On August 27, several private companies including Allied Airlift organized a desperate journey through Taliban-controlled territory for hundreds of Afghan allies and Americans on six buses. When the buses reached Mazar-i-Sharif, the private companies spent 3 weeks hiding the allies and Americans through the generosity of American donors until a privately-chartered flight could be organized. More than 350 people were on that September flight, including 128 Americans and 152 children. All are presently safe and free in America.
“This whole thing has been a gutting experience. I never imagined I would witness the kind of gross abandonment followed by career-preserving silence of leaders, military and civilian,” explained Mann.
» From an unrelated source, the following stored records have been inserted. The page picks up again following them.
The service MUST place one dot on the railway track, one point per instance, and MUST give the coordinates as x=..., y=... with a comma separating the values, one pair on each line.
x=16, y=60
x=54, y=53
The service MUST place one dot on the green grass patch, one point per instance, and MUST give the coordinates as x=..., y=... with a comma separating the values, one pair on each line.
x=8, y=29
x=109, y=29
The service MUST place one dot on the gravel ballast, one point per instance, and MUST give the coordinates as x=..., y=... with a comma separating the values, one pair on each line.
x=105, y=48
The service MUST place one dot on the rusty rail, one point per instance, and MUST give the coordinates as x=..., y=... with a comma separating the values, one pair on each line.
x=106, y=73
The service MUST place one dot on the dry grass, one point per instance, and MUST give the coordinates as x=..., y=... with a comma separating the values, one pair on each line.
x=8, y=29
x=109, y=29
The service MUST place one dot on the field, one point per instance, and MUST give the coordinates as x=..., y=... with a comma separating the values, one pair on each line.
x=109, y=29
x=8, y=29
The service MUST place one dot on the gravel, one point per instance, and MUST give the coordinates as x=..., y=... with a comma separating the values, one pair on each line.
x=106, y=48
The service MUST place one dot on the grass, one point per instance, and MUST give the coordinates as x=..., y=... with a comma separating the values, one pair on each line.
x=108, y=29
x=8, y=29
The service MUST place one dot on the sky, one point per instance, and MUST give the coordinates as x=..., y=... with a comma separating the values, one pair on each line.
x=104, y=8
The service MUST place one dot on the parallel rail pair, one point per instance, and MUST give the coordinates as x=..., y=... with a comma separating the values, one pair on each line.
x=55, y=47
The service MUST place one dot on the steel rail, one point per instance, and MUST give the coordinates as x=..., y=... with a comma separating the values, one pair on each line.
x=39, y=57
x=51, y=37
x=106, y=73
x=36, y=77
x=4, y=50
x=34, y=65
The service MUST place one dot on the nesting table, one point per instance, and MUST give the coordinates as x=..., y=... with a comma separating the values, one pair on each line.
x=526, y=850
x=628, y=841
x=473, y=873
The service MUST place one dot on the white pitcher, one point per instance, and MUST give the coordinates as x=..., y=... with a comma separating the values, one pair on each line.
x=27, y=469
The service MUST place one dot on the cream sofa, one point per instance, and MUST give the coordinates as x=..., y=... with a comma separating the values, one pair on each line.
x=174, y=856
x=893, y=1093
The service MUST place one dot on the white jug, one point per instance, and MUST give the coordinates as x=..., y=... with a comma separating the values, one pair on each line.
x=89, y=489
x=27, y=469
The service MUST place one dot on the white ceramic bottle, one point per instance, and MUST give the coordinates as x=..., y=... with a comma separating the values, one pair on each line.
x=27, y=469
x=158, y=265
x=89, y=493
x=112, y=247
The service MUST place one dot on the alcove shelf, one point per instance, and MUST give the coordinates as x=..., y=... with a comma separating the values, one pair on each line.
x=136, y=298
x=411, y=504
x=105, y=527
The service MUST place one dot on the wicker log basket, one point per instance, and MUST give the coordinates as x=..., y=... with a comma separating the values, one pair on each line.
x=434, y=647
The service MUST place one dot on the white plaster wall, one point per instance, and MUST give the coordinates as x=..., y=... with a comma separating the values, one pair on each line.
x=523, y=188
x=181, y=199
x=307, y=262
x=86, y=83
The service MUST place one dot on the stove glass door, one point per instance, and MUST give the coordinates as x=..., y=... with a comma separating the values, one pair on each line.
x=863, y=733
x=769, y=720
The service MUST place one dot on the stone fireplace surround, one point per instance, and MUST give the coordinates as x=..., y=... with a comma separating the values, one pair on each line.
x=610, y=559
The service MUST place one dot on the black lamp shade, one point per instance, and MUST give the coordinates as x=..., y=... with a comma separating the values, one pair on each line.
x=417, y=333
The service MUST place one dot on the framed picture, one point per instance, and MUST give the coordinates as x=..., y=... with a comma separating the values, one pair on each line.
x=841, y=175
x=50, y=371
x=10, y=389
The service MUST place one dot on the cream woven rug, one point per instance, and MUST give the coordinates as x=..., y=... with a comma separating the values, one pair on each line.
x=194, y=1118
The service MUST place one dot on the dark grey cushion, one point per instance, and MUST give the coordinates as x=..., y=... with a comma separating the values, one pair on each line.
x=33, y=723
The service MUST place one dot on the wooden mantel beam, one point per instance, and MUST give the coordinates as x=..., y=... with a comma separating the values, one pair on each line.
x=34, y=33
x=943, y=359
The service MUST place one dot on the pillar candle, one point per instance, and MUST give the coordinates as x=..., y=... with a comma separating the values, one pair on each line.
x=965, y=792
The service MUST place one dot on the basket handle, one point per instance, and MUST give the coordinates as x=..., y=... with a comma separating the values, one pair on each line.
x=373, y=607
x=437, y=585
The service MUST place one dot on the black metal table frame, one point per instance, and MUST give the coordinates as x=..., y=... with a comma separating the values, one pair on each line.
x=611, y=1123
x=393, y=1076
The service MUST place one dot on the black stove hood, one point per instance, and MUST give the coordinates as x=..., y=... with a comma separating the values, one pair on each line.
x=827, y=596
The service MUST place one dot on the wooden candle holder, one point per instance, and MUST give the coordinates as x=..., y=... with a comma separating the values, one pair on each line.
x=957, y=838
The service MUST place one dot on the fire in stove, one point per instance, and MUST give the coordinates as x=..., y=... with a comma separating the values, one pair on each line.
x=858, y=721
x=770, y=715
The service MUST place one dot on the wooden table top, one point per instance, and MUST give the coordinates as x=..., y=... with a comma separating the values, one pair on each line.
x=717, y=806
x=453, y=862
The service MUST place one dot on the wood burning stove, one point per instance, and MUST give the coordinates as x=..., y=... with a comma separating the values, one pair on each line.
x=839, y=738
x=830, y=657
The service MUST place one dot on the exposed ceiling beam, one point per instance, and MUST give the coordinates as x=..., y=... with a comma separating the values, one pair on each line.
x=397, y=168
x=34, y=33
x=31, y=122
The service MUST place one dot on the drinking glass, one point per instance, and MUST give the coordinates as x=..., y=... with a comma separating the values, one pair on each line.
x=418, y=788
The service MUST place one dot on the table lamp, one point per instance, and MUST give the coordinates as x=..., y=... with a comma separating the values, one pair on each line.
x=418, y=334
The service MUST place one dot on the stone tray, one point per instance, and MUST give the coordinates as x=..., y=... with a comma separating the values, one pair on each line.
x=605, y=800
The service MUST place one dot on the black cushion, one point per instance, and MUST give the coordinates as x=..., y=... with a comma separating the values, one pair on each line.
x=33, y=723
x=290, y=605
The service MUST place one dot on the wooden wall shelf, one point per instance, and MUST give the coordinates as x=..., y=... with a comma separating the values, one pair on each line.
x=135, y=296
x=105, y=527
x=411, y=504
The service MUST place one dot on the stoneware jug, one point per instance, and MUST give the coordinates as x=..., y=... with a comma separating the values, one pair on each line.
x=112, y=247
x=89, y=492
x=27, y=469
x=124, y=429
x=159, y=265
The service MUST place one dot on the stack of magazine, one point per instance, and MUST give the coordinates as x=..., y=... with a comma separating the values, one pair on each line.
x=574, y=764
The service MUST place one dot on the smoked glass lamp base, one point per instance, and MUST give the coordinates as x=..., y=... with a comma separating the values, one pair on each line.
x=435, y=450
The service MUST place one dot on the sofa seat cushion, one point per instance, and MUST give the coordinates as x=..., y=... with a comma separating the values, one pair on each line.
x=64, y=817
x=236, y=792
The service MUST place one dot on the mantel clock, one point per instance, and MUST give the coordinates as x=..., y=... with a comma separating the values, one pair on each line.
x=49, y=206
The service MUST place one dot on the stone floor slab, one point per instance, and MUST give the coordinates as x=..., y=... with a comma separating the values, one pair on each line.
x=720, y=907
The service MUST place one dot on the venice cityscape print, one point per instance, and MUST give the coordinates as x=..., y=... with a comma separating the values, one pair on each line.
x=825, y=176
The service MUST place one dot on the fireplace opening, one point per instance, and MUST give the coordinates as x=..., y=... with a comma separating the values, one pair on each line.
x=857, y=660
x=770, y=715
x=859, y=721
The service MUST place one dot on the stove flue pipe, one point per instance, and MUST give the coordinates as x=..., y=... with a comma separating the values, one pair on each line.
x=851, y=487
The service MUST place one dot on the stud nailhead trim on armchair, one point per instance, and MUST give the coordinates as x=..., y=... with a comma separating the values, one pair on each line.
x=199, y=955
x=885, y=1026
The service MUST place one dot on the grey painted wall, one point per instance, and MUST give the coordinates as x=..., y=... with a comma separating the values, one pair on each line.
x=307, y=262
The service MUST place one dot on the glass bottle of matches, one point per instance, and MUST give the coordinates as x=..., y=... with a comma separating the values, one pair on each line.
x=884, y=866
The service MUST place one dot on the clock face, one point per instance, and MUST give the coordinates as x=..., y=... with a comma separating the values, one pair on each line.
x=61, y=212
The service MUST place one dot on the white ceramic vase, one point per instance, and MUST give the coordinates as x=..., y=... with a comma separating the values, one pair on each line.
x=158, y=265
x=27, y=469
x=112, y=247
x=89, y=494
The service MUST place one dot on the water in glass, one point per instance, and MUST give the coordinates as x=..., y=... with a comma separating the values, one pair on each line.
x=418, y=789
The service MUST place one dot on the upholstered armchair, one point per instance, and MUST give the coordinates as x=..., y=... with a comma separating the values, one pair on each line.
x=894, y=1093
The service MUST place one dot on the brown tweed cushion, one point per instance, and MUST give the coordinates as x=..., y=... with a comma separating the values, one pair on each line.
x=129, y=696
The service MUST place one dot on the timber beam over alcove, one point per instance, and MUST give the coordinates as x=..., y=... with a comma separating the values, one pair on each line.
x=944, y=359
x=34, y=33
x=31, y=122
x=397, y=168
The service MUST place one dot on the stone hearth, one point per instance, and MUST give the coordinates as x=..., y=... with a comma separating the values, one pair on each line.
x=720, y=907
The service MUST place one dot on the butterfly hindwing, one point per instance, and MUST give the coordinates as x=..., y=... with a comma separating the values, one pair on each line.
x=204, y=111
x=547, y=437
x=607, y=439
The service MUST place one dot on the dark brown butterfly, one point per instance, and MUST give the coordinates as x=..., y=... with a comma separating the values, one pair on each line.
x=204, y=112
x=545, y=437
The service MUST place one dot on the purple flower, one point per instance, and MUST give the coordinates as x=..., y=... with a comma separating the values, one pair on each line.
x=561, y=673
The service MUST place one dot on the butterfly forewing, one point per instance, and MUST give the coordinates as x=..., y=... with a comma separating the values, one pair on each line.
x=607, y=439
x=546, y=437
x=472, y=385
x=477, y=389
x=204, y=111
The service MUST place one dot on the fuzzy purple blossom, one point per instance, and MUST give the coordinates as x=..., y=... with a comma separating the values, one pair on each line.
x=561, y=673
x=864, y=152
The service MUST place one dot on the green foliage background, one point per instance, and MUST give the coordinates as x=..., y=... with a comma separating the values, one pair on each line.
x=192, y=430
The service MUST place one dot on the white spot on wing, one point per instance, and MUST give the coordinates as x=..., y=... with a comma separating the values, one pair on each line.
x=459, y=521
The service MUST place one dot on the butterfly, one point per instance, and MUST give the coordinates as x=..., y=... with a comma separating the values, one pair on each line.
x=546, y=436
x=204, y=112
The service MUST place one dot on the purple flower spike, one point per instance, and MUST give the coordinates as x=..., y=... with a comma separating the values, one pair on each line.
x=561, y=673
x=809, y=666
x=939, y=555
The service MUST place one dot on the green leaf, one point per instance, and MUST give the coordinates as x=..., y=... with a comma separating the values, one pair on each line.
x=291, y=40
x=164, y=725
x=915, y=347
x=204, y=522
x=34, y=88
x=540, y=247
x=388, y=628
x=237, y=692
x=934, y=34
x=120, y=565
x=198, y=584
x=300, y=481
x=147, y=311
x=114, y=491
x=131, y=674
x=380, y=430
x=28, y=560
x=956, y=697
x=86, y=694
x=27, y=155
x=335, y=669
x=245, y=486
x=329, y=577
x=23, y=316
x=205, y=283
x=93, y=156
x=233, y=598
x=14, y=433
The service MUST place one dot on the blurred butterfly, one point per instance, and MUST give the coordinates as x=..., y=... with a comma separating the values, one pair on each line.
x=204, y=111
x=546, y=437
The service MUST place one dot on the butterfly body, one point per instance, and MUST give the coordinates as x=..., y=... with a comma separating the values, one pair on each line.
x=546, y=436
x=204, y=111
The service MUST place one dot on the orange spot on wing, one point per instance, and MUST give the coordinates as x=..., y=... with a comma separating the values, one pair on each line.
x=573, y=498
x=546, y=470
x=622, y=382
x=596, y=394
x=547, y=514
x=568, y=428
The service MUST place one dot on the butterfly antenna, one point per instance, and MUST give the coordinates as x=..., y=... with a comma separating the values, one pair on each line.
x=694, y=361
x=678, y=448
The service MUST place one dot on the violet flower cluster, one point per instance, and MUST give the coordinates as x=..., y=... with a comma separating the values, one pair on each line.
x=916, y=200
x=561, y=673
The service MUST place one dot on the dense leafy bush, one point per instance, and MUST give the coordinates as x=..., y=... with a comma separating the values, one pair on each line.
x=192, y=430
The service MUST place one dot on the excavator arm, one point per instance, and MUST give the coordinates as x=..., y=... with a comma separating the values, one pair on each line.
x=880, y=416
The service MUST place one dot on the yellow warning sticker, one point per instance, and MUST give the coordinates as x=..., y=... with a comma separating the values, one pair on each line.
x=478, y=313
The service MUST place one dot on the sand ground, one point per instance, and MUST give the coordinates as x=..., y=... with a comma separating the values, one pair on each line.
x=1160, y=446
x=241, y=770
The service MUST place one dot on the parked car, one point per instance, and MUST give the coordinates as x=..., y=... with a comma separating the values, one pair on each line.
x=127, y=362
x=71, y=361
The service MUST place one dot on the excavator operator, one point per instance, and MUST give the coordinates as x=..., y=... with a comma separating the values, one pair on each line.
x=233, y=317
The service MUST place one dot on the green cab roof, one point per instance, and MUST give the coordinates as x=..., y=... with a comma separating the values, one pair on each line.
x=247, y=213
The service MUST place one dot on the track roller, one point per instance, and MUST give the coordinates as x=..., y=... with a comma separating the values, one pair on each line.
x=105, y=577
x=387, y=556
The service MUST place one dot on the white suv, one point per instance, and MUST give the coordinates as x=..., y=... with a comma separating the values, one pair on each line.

He said 73 percent of Afghan war veterans say they feel betrayed by how this war has ended, adding that he thinks we’re on the front end of a mental-health tsunami.
“We fought and we bled to build for 20 years an Afghan special operations forces capacity and while I know the meta-narrative is that the security forces withdrew, didn’t fight, the reality is that the Afghan Special Ops did 95 percent of fighting and fought to very end. Most of them ran out of bullets. Many of them were overrun,” Mann explained.
“I believe that could have been a responsible antibody to violent extremist groups with a small footprint that advise and assist and I believe we could have maintained that,” he said, explaining that pulling support and maintenance hamstrung the special operations forces from doing what they do best.
Mann added that what the U.S. is now left with is “27 violent extremist groups…now operating on former NATO security bases with Taliban top cover.”
When one considers the Pentagon leadership, at the time of these events, none of this is a surprise. Their priorities have nothing to do with military readiness.